This document describes the steps to be taken by a system administrator to configure a server to be used as an ADS mirror host. Please read the entire document and contact us if you have any questions.
The server used to host an ADS mirror should be an Intel or AMD machine running a recent version of the linux operating system. The particular linux distribution is not critical, as long as it's a recent one. We currently have mirror sites running CentOS 4 and 5, Fedora Core 6 and 8, and Debian Etch. In all cases the 64-bit distribution of the OS (x86_64) is required, which is supported on all modern hardware. Memory is a very important matter since we load our index data in shared RAM (currently we are using about 4GB of shared memory just to hold indexes, so 8GB is the minimum amount needed before performance suffers significantly). Since our search engine is multi-threaded, a multi-core, multi-processor system does increases performance. As a point of reference, the server that ADS currently uses at the CfA is Dell PowerEdge 2950 server with two Intel Xeon X5450 quad-core processors (3.0GHz) and 64GB of RAM running CentOS 5.4. It is currently connected to the CfA LAN via a Gigabit ethernet card.
The abstract server should provide adequate storage capabilities for the full set of abstract files and indexes. Currently (September 2009) this amounts to approximately 150GB of data. Taking into account some extra disk space needed during the frequent database updates, and allowing some extra room for the logfiles, we suggest setting aside at least 250GB of dedicated space. Since the abstract records are stored in individual files and given the large amount of abstracts currently present in our system, one important requirement on the storage space set aside for the abstract server is that a large number of inodes must be available. We estimate that having approximately 16 million inodes gives us enough room to grow for the next few years. If necessary, a disk partition should be reformatted so that enough inodes are created.

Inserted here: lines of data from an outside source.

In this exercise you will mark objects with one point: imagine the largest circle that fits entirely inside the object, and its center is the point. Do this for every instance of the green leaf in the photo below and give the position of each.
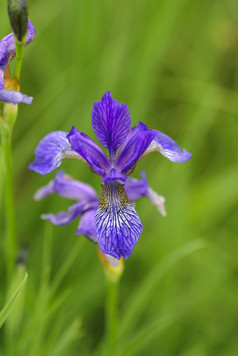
(10, 304)
(141, 339)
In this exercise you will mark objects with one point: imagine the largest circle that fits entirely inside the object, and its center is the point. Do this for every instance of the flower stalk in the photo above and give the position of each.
(111, 317)
(113, 271)
(10, 239)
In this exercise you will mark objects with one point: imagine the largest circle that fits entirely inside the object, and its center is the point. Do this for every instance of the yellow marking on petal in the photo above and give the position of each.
(113, 272)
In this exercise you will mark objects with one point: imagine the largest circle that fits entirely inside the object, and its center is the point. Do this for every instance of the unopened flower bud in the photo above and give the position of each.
(18, 17)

The ADS article service can be co-located on the local ADS mirror or the mirror can be set up to connect to the main ADS site when fulltext articles are requested. Currently (May 2010) the ADS article archive consists of 1.3TB of scanned article data, which we expect to grow to approximately 2TB over the next two years. In order to allow us to automatically update the archive of articles, it is important that the disk space set up for this purpose be configured as a single (virtual) partition to avoid having to distribute the data across filesystems. If you need help or suggestions concerning creating filesystems and/or metadevices to be used by ADS services please let us know and we'll be happy to advise you.

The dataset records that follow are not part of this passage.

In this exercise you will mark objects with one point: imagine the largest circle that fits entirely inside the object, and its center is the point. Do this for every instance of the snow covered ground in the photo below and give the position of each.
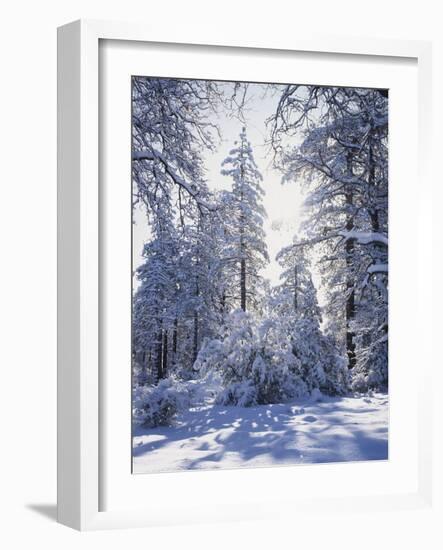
(211, 436)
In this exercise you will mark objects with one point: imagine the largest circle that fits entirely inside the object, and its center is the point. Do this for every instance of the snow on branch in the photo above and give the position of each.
(364, 237)
(192, 190)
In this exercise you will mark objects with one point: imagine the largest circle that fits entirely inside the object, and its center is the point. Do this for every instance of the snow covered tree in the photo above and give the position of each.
(155, 303)
(342, 162)
(246, 247)
(170, 129)
(254, 360)
(295, 303)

Currently we provide all the software to run the search engine as dynamically linked executables, but since other software is required to run the system itself and the HTTP daemon, the mirror site administrator should configure and if necessary install the following packages. Please note that modern versions of linux include all the packages listed below, so all is required is a minimum amount of configuration.
We will be responsible for properly mirroring server software and
index and text files to and from the mirror sites as well as
loading the indexes in shared memory when appropriate; to this end
we need to be given the password for user ads on the mirror site.

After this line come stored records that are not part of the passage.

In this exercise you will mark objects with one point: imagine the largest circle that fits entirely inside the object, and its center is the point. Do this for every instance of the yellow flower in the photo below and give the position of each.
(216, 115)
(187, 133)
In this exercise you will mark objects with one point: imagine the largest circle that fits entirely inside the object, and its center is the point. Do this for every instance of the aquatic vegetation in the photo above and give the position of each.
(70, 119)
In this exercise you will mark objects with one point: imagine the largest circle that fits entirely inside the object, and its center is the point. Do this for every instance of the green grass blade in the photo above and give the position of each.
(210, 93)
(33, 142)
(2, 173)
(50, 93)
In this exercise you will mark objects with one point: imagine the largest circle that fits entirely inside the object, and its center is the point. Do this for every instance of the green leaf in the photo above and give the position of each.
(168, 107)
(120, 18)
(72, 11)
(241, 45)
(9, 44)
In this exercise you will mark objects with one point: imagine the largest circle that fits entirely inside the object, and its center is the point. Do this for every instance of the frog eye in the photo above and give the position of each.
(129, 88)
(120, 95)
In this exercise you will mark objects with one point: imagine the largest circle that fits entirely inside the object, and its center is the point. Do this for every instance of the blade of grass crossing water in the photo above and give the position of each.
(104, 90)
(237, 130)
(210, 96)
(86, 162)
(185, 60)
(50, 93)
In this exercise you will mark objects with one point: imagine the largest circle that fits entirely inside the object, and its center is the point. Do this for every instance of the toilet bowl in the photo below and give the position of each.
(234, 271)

Additional steps required to get the
abstract files transferred to the mirror site and to get the
ADS database search interface up and running will be taken by
ADS staff (needs ADS admin authentication).
httpd.conf are described below (here we assume that
all relevant directories are located under the directory
/ads; please make sure you modify this to reflect your
local setup):
# make sure to have at least the following modules configured
# in your http daemon. If these are provided as dynamic shared
# modules then you will need to load them using the LoadModule
# directives below, although the path to the shared object may
# vary between installations
LoadModule env_module modules/mod_env.so
LoadModule config_log_module modules/mod_log_config.so
LoadModule cgi_module modules/mod_cgi.so
LoadModule action_module modules/mod_actions.so
LoadModule alias_module modules/mod_alias.so
LoadModule access_module modules/mod_access.so
LoadModule auth_module modules/mod_auth.so
AddModule mod_env.c
AddModule mod_log_config.c
AddModule mod_cgi.c
AddModule mod_actions.c
AddModule mod_alias.c
AddModule mod_access.c
AddModule mod_auth.c
AddModule mod_so.c
# disable DNS look-ups for efficiency
HostnameLookups off
# run as user ads
User ads
# define new log format so that the ADS cookie ID and
# Proxy information is saved
LogFormat "%h %l %u %t \"%r\" %s %b \"%{Referer}i\" \"%{User-agent}i\" \"%{Cookie}i\" \"%{Via}i\"" cookieid
CustomLog /ads/logs/access_log cookieid
# The timeout is high for our server because we serve article images,
# which may require long transfers. For a mirror site that only runs
# the abstract server, setting the timeout to 10 minutes (600 seconds)
# should be plenty.
Timeout 600
# define the directory index and access control file names
DirectoryIndex index.html
AccessFileName .htaccess
# allow .htaccess files to override options set for the
# document root directory and the cgi-bin directory
<Directory "/ads/htdocs">
AllowOverride All
Options FollowSymLinks
Order allow,deny
Allow from all
</Directory>
# define the cgi-bin directory
ScriptAlias /cgi-bin/ /ads/cgi/bin/
<Directory "/ads/cgi/bin">
AllowOverride All
Options FollowSymLinks
Order allow,deny
Allow from all
</Directory>
/usr/bin, the administrator will need to create a
symbolic link so that /usr/bin/perl points to the perl5
executable. Version 5.005 or higher is required.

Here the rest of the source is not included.